Solicitação de reembolso do mesmo procedimento em mais de um plano ou em diferentes canais.

Cadastro irregular de beneficiários

Inclusão de pessoas inexistentes, inativas ou sem vínculo válido para gerar faturamentos indevidos.

Clínicas e laboratórios fantasmas

Criação de estabelecimentos fictícios com o único objetivo de emitir cobranças por atendimentos que nunca ocorreram.

Impactos das fraudes para o setor de saúde suplementar

As consequências das fraudes em planos de saúde são amplas e afetam todo o ecossistema.

Aumento dos custos assistenciais

Os valores desviados acabam sendo diluídos na operação, pressionando a sinistralidade e os reajustes de mensalidade.

Redução da qualidade do atendimento

Recursos que poderiam ser investidos em inovação, ampliação da rede ou programas de prevenção são consumidos por perdas evitáveis.

Restrições de acesso

Fraudes comprometem orçamentos e podem levar a regras mais rígidas de autorização, afetando inclusive beneficiários legítimos.

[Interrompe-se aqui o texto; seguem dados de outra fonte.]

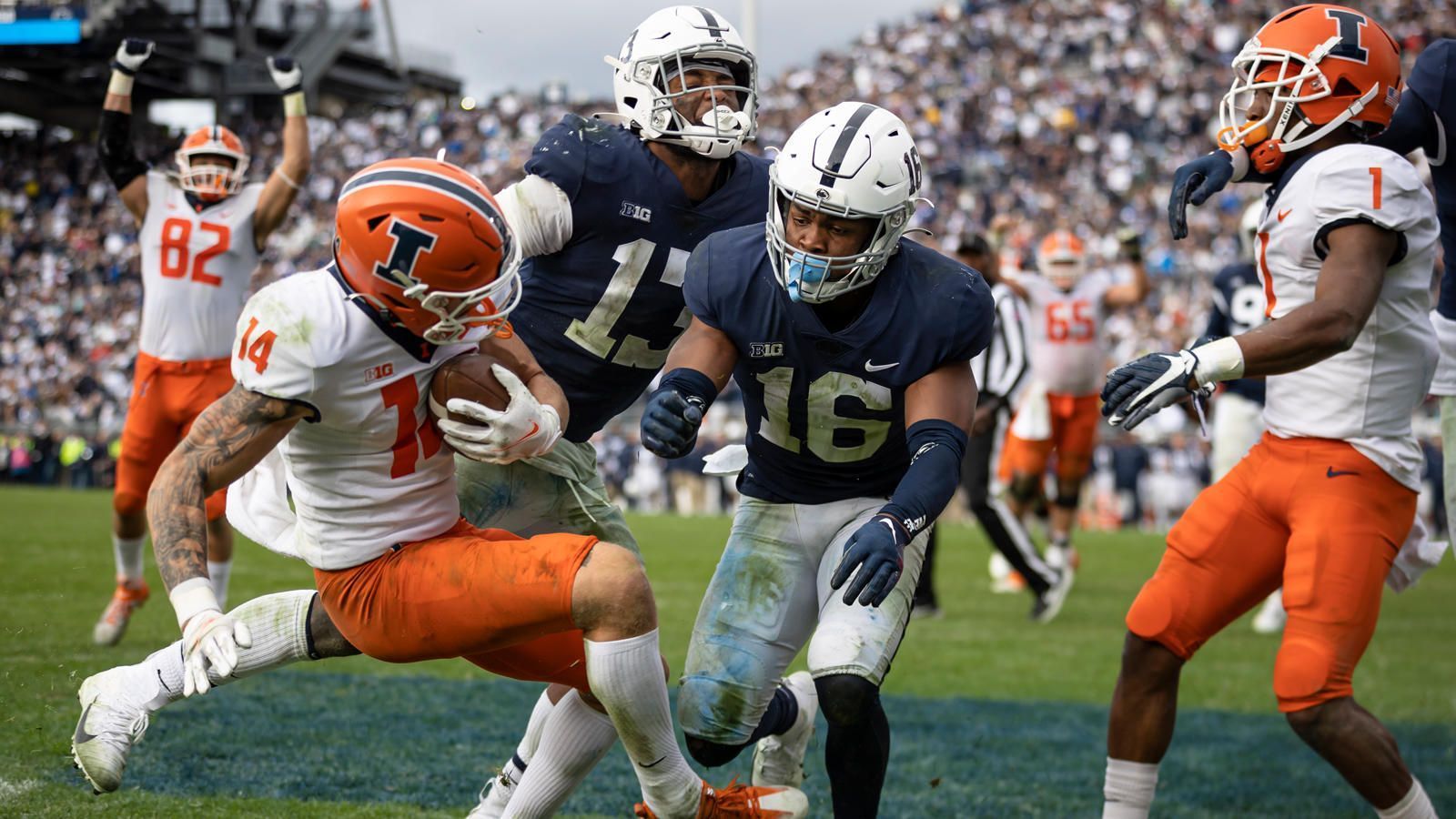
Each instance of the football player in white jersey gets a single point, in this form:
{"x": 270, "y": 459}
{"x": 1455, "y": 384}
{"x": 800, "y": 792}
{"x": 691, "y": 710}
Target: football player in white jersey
{"x": 1059, "y": 409}
{"x": 201, "y": 230}
{"x": 1324, "y": 501}
{"x": 334, "y": 372}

Riscos legais e reputacionais

Operadoras e prestadores podem sofrer sanções, multas e desgaste de imagem, mesmo quando não participam diretamente das irregularidades.

Aumento da complexidade operacional

Mais auditorias, investigações e controles manuais elevam custos administrativos e reduzem a eficiência da operação.

Quem é mais prejudicado pelas fraudes em planos de saúde

Embora praticadas por uma minoria, as fraudes afetam muitos:

  • Beneficiários honestos, que pagam mensalidades mais altas
  • Operadoras, que enfrentam margens reduzidas e maior risco regulatório
  • Prestadores éticos, que competem de forma desigual
  • Empresas contratantes, nos planos corporativos
  • O sistema de saúde como um todo, que perde recursos essenciais

Como prevenir e combater fraudes em planos de saúde

A prevenção exige uma abordagem estruturada, contínua e baseada em dados. Algumas práticas fundamentais incluem:

  • Monitoramento constante de autorizações e faturamentos
  • Auditorias automatizadas e inteligência analítica
  • Rastreabilidade completa das transações
  • Padronização de processos conforme normas da ANS (TISS)
  • Validações digitais, biometria e autenticação forte
  • Políticas claras de compliance e governança
  • Treinamento contínuo das equipes

Essas ações reduzem falhas humanas, aumentam a transparência e dificultam práticas fraudulentas.

O papel da tecnologia no combate à fraude

A tecnologia é um dos principais aliados das operadoras no enfrentamento das fraudes. Soluções especializadas permitem:

  • Análise de grandes volumes de dados em tempo real
  • Identificação de padrões atípicos de uso
  • Cruzamento inteligente de informações assistenciais e financeiras
  • Automação de auditorias e controles
  • Apoio à tomada de decisão preventiva

Além de reduzir perdas financeiras, a tecnologia fortalece a conformidade regulatória, melhora a eficiência operacional e contribui para uma experiência mais segura e transparente para o beneficiário.

Conclusão

A fraude em planos de saúde é um problema estrutural que exige atenção permanente, visão estratégica e atuação integrada. Combatê-la não significa apenas reduzir custos, mas preservar a qualidade do atendimento, a confiança dos beneficiários e a sustentabilidade da saúde suplementar.

Com processos bem definidos, cultura de compliance e uso inteligente da tecnologia, as operadoras conseguem minimizar riscos, proteger recursos e fortalecer sua operação em um ambiente cada vez mais regulado e competitivo.

Prevenir fraudes é, acima de tudo, cuidar da saúde do sistema como um todo.